O conceito, porém, data pelo menos de 1895, quando o russo Konstantin Tsiolkovsky (1857-1935) descreveu um elevador espacial, composto por um cabo que levaria cargas para uma estação fora da atmosfera terrestre. No entanto, cabos espaciais na escala de tantos km, como o proposto pelo artigo, nunca chegaram a ser usados.
Tampouco se sabe como fixar um desses em um asteroide, nem o método e os materiais para a fabricação do cabo e do dispositivo de recebimento. O objetivo do estudo feito pelos cientistas brasileiros foi estabelecer os parâmetros para que uma manobra do tipo possa ser feita em um cenário em que todas essas questões já estarão resolvidas.

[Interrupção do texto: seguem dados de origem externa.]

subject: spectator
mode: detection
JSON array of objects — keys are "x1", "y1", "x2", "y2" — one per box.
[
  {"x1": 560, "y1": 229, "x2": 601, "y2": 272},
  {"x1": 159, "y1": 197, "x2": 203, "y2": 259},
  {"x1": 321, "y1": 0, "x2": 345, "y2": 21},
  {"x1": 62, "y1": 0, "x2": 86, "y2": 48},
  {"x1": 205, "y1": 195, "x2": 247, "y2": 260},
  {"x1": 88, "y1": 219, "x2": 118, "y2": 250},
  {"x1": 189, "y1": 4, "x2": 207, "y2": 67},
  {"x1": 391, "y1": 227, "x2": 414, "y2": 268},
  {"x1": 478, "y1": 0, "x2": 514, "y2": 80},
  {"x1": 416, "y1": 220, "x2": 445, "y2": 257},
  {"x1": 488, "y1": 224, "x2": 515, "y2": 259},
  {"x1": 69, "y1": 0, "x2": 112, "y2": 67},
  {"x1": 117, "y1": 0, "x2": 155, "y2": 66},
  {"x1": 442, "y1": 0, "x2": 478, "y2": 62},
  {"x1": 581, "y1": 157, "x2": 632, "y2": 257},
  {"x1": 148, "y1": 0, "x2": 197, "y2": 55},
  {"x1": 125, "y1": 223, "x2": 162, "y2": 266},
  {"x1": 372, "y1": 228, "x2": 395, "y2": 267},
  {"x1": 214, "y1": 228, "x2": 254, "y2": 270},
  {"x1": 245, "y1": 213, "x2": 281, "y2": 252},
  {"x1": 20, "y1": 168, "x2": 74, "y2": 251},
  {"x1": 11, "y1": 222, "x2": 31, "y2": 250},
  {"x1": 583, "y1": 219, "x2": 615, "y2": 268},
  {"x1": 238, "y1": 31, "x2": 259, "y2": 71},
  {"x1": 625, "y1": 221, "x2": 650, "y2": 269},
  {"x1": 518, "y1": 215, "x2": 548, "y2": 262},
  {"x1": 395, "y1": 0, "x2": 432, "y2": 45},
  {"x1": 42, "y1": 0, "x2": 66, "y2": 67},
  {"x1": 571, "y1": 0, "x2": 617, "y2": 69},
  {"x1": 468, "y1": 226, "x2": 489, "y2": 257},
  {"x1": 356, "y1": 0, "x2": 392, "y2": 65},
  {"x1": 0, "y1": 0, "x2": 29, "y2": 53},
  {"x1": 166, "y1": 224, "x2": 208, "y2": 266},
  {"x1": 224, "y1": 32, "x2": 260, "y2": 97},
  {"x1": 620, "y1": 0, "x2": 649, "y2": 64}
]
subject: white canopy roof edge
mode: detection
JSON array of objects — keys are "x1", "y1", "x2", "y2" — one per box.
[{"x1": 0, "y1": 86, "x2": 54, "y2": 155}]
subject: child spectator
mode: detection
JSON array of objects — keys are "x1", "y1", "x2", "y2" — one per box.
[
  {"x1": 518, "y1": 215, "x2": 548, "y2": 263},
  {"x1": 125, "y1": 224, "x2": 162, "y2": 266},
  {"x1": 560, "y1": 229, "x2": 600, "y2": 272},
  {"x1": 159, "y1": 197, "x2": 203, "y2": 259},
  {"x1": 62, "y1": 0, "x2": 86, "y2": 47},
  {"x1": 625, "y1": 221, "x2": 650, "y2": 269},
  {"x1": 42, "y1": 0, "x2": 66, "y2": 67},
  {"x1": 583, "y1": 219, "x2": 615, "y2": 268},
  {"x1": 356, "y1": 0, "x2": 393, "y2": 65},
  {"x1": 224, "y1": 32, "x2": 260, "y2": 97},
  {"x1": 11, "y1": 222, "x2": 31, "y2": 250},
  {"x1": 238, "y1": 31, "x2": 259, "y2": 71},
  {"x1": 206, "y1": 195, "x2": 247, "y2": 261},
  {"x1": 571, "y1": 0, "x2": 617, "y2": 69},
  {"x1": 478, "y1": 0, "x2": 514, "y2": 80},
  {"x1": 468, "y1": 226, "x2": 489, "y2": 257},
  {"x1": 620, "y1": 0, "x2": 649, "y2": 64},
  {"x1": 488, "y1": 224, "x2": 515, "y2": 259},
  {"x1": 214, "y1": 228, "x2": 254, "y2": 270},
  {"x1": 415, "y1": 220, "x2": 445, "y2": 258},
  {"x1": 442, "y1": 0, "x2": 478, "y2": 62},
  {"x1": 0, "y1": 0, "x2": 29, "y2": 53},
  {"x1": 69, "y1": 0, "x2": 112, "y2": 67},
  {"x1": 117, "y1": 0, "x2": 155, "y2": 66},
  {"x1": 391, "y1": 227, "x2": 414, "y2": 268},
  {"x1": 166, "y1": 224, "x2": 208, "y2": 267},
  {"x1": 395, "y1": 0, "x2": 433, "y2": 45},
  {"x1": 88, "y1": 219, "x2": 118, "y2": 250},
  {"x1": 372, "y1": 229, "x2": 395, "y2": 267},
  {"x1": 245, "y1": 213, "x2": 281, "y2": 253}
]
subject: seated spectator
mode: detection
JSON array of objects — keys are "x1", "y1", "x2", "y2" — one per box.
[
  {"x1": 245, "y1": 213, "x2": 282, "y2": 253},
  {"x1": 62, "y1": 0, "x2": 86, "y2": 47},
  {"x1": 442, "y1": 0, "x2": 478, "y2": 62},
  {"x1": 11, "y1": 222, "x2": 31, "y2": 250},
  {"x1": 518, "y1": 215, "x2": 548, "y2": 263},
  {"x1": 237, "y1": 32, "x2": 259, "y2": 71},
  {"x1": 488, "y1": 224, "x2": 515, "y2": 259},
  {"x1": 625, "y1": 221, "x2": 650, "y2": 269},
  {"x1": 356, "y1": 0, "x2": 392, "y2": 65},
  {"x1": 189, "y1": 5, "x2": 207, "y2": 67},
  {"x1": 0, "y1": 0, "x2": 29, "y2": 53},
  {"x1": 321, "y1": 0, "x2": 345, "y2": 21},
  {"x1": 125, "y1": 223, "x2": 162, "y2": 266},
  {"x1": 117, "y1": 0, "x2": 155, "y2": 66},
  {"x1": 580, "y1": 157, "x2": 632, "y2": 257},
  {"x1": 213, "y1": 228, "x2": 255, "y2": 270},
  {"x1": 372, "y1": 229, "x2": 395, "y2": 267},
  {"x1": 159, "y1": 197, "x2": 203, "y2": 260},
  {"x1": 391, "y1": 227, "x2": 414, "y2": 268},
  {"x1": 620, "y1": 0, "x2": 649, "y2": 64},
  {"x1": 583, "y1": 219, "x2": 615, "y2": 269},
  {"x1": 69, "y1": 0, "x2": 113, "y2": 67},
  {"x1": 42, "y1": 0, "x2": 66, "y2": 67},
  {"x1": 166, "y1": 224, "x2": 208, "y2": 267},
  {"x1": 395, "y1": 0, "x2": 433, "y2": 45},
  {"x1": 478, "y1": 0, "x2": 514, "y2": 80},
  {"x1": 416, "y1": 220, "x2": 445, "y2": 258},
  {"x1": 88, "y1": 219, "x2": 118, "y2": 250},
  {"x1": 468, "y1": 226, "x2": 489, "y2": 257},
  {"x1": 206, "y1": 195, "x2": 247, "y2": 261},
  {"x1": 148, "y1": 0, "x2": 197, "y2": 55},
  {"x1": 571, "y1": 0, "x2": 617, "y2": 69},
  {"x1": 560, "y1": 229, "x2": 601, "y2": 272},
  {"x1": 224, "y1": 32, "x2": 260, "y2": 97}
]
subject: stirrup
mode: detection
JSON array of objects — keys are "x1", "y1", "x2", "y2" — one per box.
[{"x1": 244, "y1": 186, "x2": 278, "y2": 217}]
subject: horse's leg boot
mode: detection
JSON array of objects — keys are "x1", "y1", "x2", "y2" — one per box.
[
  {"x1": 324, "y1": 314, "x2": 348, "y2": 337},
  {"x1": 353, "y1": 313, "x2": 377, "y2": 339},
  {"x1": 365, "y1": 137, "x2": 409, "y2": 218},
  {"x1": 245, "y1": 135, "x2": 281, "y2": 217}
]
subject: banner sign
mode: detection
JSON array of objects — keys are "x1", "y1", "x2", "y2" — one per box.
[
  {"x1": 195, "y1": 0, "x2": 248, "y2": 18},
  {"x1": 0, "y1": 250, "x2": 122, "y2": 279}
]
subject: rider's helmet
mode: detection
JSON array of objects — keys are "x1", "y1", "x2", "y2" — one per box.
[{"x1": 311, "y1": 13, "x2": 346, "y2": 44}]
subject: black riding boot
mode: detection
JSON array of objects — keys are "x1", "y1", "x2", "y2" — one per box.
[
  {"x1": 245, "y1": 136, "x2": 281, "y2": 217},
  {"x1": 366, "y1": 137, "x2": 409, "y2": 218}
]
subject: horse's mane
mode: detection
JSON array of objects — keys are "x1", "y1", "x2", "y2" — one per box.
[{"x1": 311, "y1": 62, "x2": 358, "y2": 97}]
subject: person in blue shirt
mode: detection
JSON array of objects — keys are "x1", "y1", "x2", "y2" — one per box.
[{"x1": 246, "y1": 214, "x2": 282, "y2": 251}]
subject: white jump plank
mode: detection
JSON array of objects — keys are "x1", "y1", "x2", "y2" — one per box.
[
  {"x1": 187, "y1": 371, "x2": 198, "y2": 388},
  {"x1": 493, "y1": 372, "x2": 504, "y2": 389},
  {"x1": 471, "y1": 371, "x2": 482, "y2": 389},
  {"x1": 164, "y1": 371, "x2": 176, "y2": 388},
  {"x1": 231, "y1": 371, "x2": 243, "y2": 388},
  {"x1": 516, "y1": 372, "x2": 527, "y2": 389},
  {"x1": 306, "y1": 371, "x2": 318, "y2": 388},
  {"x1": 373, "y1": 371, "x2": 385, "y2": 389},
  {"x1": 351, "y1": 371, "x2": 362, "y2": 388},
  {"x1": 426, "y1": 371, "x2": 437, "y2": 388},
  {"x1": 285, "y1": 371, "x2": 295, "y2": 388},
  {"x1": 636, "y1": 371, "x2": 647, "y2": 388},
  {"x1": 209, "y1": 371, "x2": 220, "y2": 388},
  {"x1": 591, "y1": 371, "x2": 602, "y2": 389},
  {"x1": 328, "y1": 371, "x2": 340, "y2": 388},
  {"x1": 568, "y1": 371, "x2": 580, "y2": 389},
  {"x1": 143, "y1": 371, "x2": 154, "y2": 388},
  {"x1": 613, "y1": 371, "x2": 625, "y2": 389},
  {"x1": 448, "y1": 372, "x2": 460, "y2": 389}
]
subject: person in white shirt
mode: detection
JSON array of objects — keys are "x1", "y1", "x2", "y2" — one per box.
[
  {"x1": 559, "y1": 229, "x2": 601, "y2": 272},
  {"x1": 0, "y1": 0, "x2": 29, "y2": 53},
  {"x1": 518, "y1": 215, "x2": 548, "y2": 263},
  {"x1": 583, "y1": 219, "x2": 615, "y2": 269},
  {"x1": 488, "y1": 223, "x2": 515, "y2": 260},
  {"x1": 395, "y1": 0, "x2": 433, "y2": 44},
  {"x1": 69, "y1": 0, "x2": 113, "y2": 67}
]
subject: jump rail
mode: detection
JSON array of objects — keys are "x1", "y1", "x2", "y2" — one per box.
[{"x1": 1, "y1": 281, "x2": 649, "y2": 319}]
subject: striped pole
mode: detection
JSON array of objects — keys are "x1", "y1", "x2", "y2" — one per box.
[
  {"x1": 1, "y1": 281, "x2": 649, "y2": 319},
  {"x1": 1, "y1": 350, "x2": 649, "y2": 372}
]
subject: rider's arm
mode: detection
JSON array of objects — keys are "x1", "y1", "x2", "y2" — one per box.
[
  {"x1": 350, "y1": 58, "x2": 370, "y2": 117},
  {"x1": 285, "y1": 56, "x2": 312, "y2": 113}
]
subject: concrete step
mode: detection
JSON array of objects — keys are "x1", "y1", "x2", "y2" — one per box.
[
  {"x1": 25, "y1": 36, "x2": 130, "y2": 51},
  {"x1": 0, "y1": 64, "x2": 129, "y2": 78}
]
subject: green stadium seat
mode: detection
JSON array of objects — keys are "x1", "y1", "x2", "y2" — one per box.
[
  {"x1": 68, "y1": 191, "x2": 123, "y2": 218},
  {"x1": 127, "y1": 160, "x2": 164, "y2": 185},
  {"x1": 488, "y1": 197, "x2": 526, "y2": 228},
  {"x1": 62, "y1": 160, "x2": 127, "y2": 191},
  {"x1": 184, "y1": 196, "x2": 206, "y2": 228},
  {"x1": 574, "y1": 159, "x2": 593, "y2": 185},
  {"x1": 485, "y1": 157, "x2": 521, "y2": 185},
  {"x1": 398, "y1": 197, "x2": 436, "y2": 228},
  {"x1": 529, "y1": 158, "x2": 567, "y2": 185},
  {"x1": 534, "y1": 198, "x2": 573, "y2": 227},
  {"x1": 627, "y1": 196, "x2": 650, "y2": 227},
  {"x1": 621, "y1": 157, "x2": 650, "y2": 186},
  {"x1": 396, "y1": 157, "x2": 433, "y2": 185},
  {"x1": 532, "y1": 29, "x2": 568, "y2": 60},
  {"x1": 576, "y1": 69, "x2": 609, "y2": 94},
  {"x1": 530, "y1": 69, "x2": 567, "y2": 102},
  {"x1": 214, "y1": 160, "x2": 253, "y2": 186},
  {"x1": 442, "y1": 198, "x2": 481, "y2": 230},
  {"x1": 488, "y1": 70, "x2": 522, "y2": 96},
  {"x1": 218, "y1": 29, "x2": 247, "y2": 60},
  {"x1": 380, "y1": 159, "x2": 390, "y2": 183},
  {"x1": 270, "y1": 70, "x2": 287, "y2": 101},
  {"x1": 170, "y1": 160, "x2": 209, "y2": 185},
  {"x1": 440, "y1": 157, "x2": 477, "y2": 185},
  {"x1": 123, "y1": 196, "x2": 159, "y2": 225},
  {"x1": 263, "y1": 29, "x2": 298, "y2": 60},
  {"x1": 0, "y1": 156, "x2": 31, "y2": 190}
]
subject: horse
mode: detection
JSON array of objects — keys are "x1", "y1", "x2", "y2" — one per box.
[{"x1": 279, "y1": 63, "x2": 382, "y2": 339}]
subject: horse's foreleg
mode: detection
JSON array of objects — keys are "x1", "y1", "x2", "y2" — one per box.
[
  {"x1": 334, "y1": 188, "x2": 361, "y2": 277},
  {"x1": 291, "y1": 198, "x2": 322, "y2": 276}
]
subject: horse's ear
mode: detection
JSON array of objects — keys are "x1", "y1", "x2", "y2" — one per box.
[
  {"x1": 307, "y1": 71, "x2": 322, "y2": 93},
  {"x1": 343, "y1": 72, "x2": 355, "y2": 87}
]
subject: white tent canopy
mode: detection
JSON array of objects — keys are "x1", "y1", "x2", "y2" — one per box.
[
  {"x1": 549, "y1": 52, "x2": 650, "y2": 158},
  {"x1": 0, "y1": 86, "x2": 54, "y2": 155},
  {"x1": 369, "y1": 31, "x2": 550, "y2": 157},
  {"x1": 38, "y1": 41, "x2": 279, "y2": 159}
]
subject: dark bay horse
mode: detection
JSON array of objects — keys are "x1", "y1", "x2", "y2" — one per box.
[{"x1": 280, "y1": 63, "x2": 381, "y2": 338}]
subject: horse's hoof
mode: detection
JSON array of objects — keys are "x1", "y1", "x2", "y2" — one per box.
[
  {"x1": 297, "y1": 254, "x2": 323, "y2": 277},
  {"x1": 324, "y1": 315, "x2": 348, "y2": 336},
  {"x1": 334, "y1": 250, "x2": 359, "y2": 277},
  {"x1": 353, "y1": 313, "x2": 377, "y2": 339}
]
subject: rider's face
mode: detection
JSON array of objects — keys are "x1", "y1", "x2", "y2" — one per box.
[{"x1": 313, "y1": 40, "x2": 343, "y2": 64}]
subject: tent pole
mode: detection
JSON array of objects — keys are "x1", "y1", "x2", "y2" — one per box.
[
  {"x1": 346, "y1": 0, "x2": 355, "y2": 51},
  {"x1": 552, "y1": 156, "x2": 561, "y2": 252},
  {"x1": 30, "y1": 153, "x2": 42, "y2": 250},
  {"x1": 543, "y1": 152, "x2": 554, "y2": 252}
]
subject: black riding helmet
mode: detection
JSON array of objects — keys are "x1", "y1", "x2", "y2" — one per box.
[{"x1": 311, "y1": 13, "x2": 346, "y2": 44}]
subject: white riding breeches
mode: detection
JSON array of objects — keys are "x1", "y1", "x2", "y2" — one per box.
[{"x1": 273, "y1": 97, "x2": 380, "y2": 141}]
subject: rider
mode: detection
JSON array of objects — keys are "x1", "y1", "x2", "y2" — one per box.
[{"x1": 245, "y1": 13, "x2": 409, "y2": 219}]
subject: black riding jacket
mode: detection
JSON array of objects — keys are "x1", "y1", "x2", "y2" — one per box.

“Usamos como base um sistema de asteroides genérico, mas baseado em dados de um sistema existente. Calculamos os dados de aproximação do satélite a partir dos parâmetros desse sistema. Bastaria alterá-los para os de uma condição real para aplicá-los”, disse Ferreira.
O sistema de asteroides usado como referência foi o 99942 Apophis, localizado a 11.602.976 km da Terra.
O resumo do artigo Three-Dimensional Tethered Slingshot Maneuver in the Elliptic Restricted Problem, de Alessandra F. S. Ferreira, Rodolpho V. de Moraes, Antonio F. B. A. Prado e Othon Cabo Winter, pode ser lido na página 60 do livro da Sixth International Conference on Tethers in Space (disponível para download).